İnegöl niyetiyle yola çıkıldığı için İznik merkeze zaman kalmadı. Başta Yeşil cami ve tarihi hamam bir çok tarihi yer var gezilecek. Aslında çini atölyelerini gezmek ve izlemek isterdim. Sadece İznik tarihi dokusu ve yaşantısı üzerine bir gezi nasip olur belki. Şimdilik İznik ile ilgili bir video koyuyorum.

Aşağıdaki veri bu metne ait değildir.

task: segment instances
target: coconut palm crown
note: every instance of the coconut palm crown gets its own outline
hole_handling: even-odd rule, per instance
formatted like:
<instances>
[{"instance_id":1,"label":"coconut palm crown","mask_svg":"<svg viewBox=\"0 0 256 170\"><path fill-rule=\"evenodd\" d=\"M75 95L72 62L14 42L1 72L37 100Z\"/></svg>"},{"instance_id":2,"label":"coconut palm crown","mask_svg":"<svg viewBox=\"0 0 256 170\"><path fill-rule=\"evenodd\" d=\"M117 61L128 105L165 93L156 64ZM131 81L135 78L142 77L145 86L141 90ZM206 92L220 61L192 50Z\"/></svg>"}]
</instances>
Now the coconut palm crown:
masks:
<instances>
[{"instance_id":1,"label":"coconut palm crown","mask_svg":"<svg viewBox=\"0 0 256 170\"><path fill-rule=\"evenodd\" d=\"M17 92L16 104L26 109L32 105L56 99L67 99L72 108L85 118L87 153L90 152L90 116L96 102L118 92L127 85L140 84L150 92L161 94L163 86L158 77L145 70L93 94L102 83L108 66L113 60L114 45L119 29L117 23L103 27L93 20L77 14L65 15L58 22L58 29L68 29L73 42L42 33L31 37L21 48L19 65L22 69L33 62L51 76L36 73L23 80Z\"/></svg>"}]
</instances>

Yaz kış gezmeye, görmeye doyulmayan göllerimizden bir önerim de Bolu’dan olsun.
8 Aralık 2019, 13:16
İznik gerçekten harika bir yer. Yılda 2 defa olan güneşin İznik Gölü’nden doğuşuna gitmiştik bir keresinde ancak şansımız yaver gitmeyip ıslanmıştık. Göremedik de tabii. 🙁
8 Aralık 2019, 13:27
İznik’te ekinoks festivali düzenlenmeye başlanmış bu yıl. Gündüz ve gece eşitliği olan ekinoks 21 mart ve 23 eylülde özellikle fotoğraf tutkunlarını gün batımı için İznik Gölü’ne getiriyor. Gördüğüm fotoğraflar çok güzel, yerinde tanık olmak en keyiflisi. Siz de bir daha ki sefere inşallah yakalarsınız.
Teşekkür ediyorum.
8 Aralık 2019, 16:16
Merhaba,
“İznik Gölü Efsane Güzel”, yazınız çok daha güzel.
Gezi yazılarını böyle deneme tadında yazabilenler pek nadirdir. Fotoğrafları da konuşturmanız da övgüye değer. Seçtiğiniz video da…
Tebrik etmekten öte bir ifade bulamıyorum. Başarılarının devamını diliyorum. Saygılarımla…
8 Aralık 2019, 20:10
Kıymetli Sabahattin Öğretmenim, motivasyonumu arttıran yorumunuz için çok teşekkür ederim.
Gezi yazısı yazmak çok keyifli, hem anı tazeleme hem de müthiş bir araştırma deneyimi veriyor insana. Öyle ki bazen gezdiğinizden daha fazlasını öğrenip, keyif alıyorsunuz.
İnşallah daha iyi ve faydalı işler, yazılar da üretmek nasip olsun. Siz büyüklerimiz gibi..
Hürmetler…
26 Aralık 2019, 02:09
çok keyifli bir blog..
26 Aralık 2019, 09:17
Teşekkür ederim. Sizin blogunuz da keyifli ama bazı içerikler daha kapsamlı olsa dedim içimden, birini yazdım.